Indexing configuration

To control how IBM® Operations Analytics - Log Analysis indexes records from a log file, you can create indexing settings for your content Insight Pack.

The indexing configuration settings specify the data type for each field that is indexed. The settings also specify a set of indexing attributes for each field. The index processing engine uses these attributes to define how a field is processed.

One configuration is defined for each Source Type that is contained in an Insight Pack. For more information about Source Types, see the topic about Source Types in the IBM Operations Analytics - Log Analysis Administration Guide.

The index configuration settings are defined in the Java™ Script Object Notation (JSON) format. To edit the index configuration settings, use the Eclipse based tooling that is provided with IBM Operations Analytics - Log Analysis. For more information about how to edit the index configuration settings, see Editing the index configuration.
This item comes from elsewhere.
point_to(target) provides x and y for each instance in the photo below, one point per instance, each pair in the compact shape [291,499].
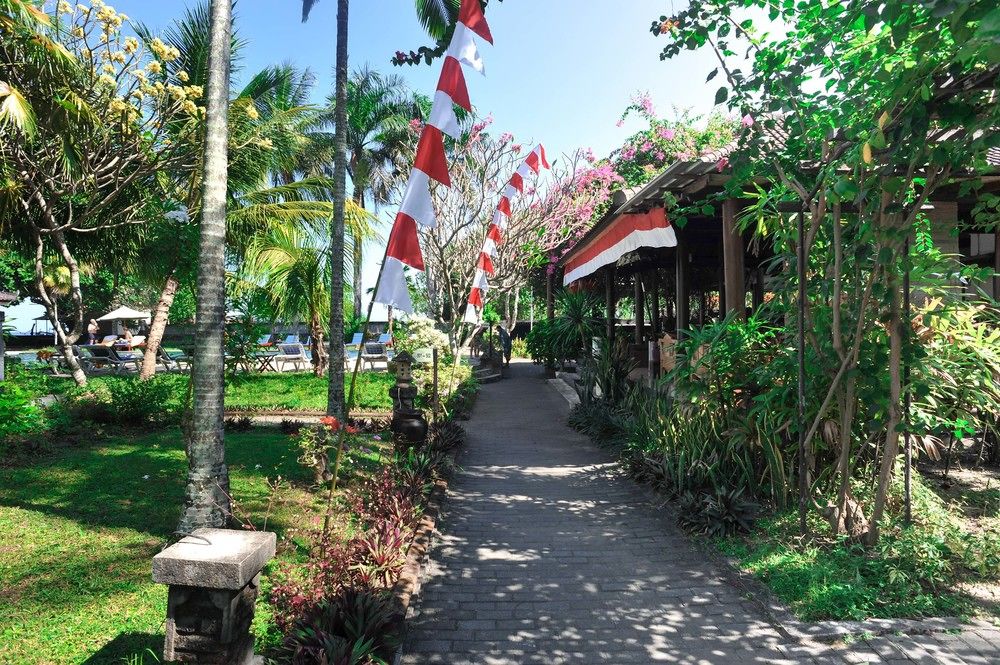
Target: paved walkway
[549,555]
The indexing configuration specification consists of the following attributes:
  • indexConfigMeta contains some basic metadata information about the indexing configuration itself. This information includes the following attributes:
    • name specifies the name of the indexing configuration. For example, WAS SystemOut Config.
    • Description specifies the description of the indexing configuration. For example, WAS SystemOut indexing config.
    • version specifies version of the indexing configuration. For example, 1.0.
    • lastModified specifies the last modified date. For example, 01/11/2013.
  • Fields are used to define field descriptions for the each record to be indexed. IBM Operations Analytics - Log Analysis uses the following field descriptions to define the data for each field that is indexed:
    • fieldname specifies the name of field to be indexed
    • dataType specifies the data type of field to be indexed. This can be TEXT, LONG, DOUBLE , and DATE.
    • indexingattributes are five attributes that contain binary values. IBM Operations Analytics - Log Analysis uses the five attributes to indicate how the field is processed. The five attributes are:
      • retrievable
      • retrieveByDefault
      • sortable
      • filterable
      • searchable
    For more information about field configuration, see Field configuration
IBM Operations Analytics - Log Analysis also uses an attribute that is called Source during indexing. The Source attribute is structured as follows:
indexConfigMeta
timeZone
fields:
   <field name>
   <data type>
   <list of indexing attributes such as sortable, searchable.>

“source”: {
		“paths”: [json_path1, json_path2, …., json_pathN],
    “dateFormats”: [date_format1, date_format2],
		“combine”: “one of two possible values – ALL or FIRST” 
	    }
The Source attribute consists of three other attributes:
paths

The paths attribute contains an array of one or more JSON path expressions.

dateFormats

The dateFormats attribute is only relevant for fields that use the DATE type. It is used to specify format strings that determine how date values that are entered in this field are parsed.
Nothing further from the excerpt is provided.